Velbert: Halt für ein Leben ohne Sucht

Seit 15 Jahren trifft sich unter dem Dach der Diakonie eine Selbsthilfegruppe speziell für Frauen, eine weitere Gruppe besteht zehn Jahre. Gründungsmitglieder erzählen von ihrem Weg aus dem Teufelskreis der Abhängigkeit.

Velbert. Zwei Wochen Entgiftung und neun Monate ambulante Therapie hatte Anneliese R. (Name von der Red. geändert) hinter sich, als sie gemeinsam mit anderen Frauen und der Suchttherapeutin bei der Diakonie Niederberg, Ilse Klöppelt, vor 15 Jahren die Selbsthilfegruppe für suchtkranke Frauen gründete. Noch immer trifft sich die Wuppertalerin dort einmal in der Woche mit Frauen, für die die Abhängigkeit von Alkohol oder Medikamenten zum Problem geworden ist.

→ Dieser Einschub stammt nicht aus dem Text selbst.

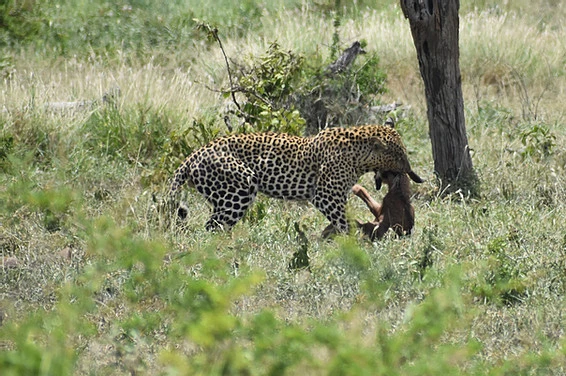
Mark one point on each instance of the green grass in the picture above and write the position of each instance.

Die meisten sind nach Langzeittherapien mittlerweile von ihrer Sucht losgekommen. Die Gefahr, doch wieder zur Flasche oder zur Pille zu greifen, schwebt allerdings über jedem Menschen, der als suchtkrank diagnostiziert wurde. Deshalb ist die Selbsthilfegruppe eine Gelegenheit zum Austausch und zugleich ein Halt in schwierigen Lebensphasen.

Anneliese R. steckte gerade mittendrin in einer solchen Phase, als sie immer häufiger zur Flasche griff. Zwei Kästen Bier schleppte die 57-Jährige jede Woche in ihre Wohnung. Vor allem die Einsamkeit habe ihr damals zu schaffen gemacht, sagt sie. In einer Wuppertaler Behörde als Führungskraft tätig, drohte die vermeintlich heile Fassade jederzeit einzustürzen. "Ich hab immer gedacht, jemand riecht im Aufzug meine Alkoholfahne und dann ist alles aus", erinnert sich Anneliese R.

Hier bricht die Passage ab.